Son concurrent de l’époque n’est plus sur la deuxième chaîne, mais sur la troisième. Un dénommé Arnaud Leys, inconnu au bataillon, qui propose dans son émission Melody des concerts d’une durée quasiment complète, et on se souvient en particulier d’une bonne heure consacrée à King Crimson période Starless et d’une autre avec Robert Wyatt période Rock bottom. Un grand bonheur.

Antenne 2 est lancée en janvier 1975 et Jacques Chancel et Marcel Julian ont mitonné la grille des programmes durant l’été 1974. Michel Lancelot est préposé aux variétés, comme on dit encore à l’époque, et il fait venir un ancien cameraman de 5 Colonnes à la une, Freddy Hausser, pour Juke-box, une émission consacrée au rock qui ne laissera pas un souvenir impérissable.

Toujours sur Antenne 2, Antoine de Caunes fera Chorus sans rien de notable non plus, sauf que son émission préfigure les Rapido et autres Enfants du rock dont il sera la cheville ouvrière. De Caunes adore Springsteen, nul ne l’ignore, et il nous régale de Punk-rock et de New wave avec ses favoris, Elvis Costello, les Ramones, Talking Heads ou Clash. On est quand même preneurs.

Venons-en justement à ces Enfants du rock, émission produite par Pierre Lescure avec Patrice Blanc-Francard et filmée par Don Kent. C’est d’abord Bernard Lenoir qui, dans Rockline, nous donne des nouvelles de Londres, puis viennent les actualités et le concert présentés par De Caunes (Houba Houba) avant le Sex machine des compères Manœuvre et Dionnet et, en fin de programme, un baisser de rideau avant-gardiste (Haute tension) consacré déjà à l’Electro et à la vidéo. Le tout entre 21h et minuit tous les samedis soirs. Le rock est maintenant jugé d’intérêt public.

Et c’est précisément là où ça se corse.
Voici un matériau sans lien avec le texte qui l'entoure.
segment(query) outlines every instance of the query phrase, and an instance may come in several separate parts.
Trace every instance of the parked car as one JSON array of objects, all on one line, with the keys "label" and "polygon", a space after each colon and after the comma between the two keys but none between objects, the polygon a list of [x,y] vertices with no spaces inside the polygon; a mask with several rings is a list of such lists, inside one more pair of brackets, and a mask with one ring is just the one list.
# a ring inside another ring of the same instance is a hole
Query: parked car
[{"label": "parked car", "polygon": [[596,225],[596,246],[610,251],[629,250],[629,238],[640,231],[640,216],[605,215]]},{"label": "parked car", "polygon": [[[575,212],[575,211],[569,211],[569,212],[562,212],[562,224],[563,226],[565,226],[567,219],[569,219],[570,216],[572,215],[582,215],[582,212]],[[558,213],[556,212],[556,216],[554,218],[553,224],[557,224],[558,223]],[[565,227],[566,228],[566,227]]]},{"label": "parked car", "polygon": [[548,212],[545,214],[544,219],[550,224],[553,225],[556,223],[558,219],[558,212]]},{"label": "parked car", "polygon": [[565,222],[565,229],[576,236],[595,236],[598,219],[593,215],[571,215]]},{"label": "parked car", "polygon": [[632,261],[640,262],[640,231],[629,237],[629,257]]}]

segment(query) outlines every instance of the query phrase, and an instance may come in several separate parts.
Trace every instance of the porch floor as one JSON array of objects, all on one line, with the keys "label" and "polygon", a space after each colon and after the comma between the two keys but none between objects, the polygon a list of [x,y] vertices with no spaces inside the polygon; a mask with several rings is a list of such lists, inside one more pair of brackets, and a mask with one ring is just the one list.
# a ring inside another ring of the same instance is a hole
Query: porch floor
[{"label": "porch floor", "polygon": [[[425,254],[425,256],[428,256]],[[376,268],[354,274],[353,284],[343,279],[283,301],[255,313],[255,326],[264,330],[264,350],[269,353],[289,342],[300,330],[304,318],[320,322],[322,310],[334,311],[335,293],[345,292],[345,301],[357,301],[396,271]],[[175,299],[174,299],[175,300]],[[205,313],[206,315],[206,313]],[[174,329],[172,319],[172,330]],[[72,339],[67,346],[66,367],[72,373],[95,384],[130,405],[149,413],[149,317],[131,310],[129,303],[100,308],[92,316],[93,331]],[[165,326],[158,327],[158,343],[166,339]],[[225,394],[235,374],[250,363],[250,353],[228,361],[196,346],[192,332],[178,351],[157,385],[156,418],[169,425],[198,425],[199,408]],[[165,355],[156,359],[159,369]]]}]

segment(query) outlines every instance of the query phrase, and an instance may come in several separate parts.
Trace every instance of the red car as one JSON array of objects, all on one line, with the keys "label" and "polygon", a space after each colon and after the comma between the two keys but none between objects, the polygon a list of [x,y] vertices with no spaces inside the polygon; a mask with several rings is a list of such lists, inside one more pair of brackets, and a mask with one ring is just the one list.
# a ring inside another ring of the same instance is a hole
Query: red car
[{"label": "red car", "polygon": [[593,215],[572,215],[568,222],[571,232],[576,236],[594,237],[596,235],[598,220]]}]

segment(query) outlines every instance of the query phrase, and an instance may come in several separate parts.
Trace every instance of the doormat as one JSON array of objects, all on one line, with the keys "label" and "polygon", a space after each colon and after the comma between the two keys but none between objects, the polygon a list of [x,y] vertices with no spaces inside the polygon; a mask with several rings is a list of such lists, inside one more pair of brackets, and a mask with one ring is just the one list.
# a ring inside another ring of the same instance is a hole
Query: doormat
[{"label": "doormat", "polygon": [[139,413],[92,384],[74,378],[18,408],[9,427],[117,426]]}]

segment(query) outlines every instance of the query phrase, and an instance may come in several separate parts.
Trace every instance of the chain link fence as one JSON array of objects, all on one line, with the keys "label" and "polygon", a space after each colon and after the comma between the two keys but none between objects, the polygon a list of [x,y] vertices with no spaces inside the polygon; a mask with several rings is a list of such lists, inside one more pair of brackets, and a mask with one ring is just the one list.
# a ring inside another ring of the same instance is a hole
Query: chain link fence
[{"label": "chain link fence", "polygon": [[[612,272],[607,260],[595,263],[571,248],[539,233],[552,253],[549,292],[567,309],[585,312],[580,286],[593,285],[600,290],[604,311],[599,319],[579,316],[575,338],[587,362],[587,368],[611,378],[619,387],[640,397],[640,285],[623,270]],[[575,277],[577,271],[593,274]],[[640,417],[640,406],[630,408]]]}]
Avec l’arrivée de MTV et des chaînes spécialisées, tout est devenu rock ou plutôt, plus rien ne l’est. Le rock a perdu tout pouvoir subversif. On peut maintenant voir aussi bien Madonna que Michael Jackson ou Prince avec les hardos californiens de Van Halen ou les rappeurs de Public Enemy, le tout présenté par des bateleurs qui se mettent en avant et dont la modestie n’est pas le fait. Il faut avoir de l’estomac pour apprécier tout ce chambard et on préfère écouter des disques. D’autant que la radio n’est pas plus intéressante (voir article précédent).
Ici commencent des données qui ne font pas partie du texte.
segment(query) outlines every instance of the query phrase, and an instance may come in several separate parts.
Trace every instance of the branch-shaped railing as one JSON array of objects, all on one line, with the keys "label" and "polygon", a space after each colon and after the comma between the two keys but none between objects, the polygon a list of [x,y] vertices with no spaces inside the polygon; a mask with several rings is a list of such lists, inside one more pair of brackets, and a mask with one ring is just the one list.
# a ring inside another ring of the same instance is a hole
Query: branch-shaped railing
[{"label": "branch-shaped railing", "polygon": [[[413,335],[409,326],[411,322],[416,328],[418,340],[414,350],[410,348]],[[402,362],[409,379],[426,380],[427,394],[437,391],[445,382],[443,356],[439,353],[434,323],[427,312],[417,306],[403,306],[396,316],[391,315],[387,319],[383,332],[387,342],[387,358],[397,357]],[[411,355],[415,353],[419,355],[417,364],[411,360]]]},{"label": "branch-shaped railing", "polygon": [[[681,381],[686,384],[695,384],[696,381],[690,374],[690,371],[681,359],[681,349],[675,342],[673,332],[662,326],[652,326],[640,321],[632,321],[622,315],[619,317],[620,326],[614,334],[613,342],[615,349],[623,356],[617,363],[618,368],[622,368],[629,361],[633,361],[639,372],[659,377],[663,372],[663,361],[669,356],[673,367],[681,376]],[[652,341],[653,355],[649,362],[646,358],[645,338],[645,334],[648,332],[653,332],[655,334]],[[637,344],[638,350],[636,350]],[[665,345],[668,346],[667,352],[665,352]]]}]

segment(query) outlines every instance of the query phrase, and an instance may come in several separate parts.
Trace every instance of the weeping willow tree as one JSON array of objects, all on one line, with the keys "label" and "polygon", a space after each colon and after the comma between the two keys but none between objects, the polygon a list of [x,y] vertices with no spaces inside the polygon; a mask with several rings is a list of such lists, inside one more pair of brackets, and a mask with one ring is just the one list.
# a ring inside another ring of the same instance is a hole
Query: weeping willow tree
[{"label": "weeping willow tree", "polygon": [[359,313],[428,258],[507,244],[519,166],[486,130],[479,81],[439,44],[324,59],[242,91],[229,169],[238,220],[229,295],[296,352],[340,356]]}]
Ce seront ensuite les robinets à clips sur le modèle MTV et les chaînes spécialisées dans ce qu’il est désormais convenu d’appeler la « culture pop », Canal Jimmy et autres. Même si Canal + (je veux parler du Canal « impertinent » des Lescure et De Greef, pas de celui du triste Bolloré) de son côté et surtout Arte entretiennent la flamme. Arte surtout, avec les émissions de Olivier Cachin ou de Martin Messonnier dans les années 1990, sans parler des biographies du samedi soir consacrées aux légendes de la pop et du rock, lesquelles font hélas trop souvent place aux commentaires et interviews des « hommes qui ont vu l’ours » au détriment des documents d’archives et des concerts d’époque. Mais l’intention y est.

Voilà, encore une fois, on aura sûrement oublié des choses par ci par là, mais l’essentiel y est. Là où le rock a tout de suite eu droit de cité à la télévision dans les pays anglo-saxons avec les émissions de la BBC et de Granada TV et plus tard de Channel 4 telles Ready steady go !, Thank you lucky star et Top of the pops, ou les shows télévisés américains de Ed Sullivan et des deux Dick (Cavett et Carson), le rock en France a toujours dû passer par la petite porte, souvent à des heures indues pour un public exigeant, tout le contraire de ce qu’on peut encore voir maintenant sous l’étiquette pop.

Et terminons avec cette citation de Ian Hunter et Mott The Hoople, fichu combo londonien de haute mémoire : « I get T. Rex when I need TV ». « All the young dudes carry the news …» (air connu).